Twelve months to the weekend since the plug was pulled due to Covid, Duncan Scott has had a long wait for the opportunity to compete again on the long-course stage. Unleashed with barely a month to go until the domestic trials for Tokyo’s Olympics, Alloa’s aquatic tyro signalled he is locked and loaded for the intense spring and summer ahead with a double victory at the British Swimming Invitational in Manchester.

He was not at his magnificent best, but he knows now is not the time to turn his gears up to the max. Yet these were good tests to prove that his coach Steve Tigg has astutely managed the hiatus at their Stirling University base. Creditably, the contingent of Games hopefuls there appears to have emerged from lockdown with no slippage at all.

Scott, 23, was never destined to rest on the laurels of his two relay silvers in Rio five years ago. Individual accolades are now the mission driving him on. He won the 200 metres individual medley ahead of Joe Litchfield in 1:59.36 with a speedy push for the finish.

Then, he once again saved his finest to last in the 100m freestyle final, overhauling Tom Dean by one-tenth of a second in 49.09.

“I train to do doubles like that so I don’t think that was really anything,” he said. “It was just good I was able to execute the races the way that I wanted. There are some boys in there swimming really quickly and it was good to go up against the 200 IM boys.

“It’s a year since I raced at the Edinburgh International so it was good to get back out there. I really enjoyed it. The 100 free was really tight. It was almost replicating what trials will be like.”

Like Scott, Kathleen Dawson’s excursions during the past year have been limited to the short-course splash and dash of the autumn’s International Swimming League.

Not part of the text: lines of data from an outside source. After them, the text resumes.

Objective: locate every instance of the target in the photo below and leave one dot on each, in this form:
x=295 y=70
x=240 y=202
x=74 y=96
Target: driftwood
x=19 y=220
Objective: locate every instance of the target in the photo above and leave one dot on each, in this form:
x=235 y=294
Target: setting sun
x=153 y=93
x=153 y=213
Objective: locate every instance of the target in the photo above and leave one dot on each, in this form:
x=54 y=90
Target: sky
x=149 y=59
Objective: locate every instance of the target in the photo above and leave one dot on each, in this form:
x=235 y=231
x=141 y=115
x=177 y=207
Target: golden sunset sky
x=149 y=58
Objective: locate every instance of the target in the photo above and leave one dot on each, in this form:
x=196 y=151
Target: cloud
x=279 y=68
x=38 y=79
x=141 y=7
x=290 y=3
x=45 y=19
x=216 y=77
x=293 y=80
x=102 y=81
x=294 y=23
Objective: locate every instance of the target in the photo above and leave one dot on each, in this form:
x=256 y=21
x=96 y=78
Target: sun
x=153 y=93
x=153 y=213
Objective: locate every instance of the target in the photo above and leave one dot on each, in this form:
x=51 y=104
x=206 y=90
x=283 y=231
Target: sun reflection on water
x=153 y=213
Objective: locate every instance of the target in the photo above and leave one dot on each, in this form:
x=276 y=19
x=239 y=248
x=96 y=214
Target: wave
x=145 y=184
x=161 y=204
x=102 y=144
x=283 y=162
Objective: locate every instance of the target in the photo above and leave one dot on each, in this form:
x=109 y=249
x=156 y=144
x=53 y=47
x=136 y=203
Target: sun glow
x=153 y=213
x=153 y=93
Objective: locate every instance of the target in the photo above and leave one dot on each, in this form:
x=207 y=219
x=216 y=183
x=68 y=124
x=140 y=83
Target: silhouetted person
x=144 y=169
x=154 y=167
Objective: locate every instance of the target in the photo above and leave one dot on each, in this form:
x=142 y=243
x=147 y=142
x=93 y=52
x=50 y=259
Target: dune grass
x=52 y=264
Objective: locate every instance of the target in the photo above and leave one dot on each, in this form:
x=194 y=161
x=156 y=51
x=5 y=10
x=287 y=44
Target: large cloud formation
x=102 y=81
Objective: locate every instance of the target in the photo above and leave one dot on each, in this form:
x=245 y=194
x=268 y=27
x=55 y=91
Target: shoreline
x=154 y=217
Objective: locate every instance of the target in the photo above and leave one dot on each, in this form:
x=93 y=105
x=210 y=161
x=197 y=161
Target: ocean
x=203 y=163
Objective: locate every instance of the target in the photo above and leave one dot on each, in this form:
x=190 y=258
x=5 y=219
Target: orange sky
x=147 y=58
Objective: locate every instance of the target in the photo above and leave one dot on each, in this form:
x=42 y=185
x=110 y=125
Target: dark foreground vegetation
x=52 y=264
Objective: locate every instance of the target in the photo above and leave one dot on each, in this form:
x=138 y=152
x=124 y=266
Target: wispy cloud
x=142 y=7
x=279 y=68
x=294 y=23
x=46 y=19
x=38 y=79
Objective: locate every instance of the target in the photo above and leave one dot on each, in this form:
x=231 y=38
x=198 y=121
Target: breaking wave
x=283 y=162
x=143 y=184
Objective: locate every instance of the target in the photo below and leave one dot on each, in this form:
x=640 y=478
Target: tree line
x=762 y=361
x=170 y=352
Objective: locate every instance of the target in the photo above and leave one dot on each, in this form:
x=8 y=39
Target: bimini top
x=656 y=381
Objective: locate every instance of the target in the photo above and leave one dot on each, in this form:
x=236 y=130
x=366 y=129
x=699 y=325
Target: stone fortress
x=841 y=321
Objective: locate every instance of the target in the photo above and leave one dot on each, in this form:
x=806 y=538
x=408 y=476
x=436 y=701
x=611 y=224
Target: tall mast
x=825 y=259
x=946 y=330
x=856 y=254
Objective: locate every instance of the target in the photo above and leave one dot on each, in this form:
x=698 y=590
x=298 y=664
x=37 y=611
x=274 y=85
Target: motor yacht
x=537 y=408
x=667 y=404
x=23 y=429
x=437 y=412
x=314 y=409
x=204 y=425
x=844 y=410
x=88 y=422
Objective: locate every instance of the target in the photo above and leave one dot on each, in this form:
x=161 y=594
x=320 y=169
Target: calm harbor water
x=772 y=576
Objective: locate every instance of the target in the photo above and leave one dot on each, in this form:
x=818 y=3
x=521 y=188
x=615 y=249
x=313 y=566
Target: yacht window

In a similar vein to her Stirling colleague, the 23-year-old is making up for lost time. She swept into top spot in the world rankings by twice breaking the Scottish 100m backstroke record yesterday, clocking 59.36 seconds in the morning heats, then becoming the second-quickest Briton of all time by winning the final in 58.65.

Her training partner Cassie Wild was also well inside the Olympic qualifying standard with a second place in 59.56. Tokyo beckons for both.

Sidelined when she tore knee ligaments in a freak poolside accident in 2018, Dawson is fully restored.

“Even after Covid, I think I’m a stronger athlete for it,” the Fifer said. “I’ve just kept at it, kept the belief up that I can be one of the best backstrokers in the UK. And that’s what I’m here to do. I definitely want to be on that plane to the Olympics. That’s the goal.”

Tokyo medal prospect Freya Anderson held off Abbie Wood in the women’s 200m freestyle to win in 1:58.23, world record holder Adam Peaty picked up his second win by taking the 50m breaststroke in 26.80 secs while Stirling-based Nick Pyle won the men’s 50m backstroke ahead of City of Glasgow prospect Mark Ford.

Paralympic hopeful Toni Shaw, meanwhile, obliterated the Scottish S9 200m freestyle record by almost 23 seconds with a time of 2:16.40 and then secured a British record of 31.83 secs in the 50m butterfly.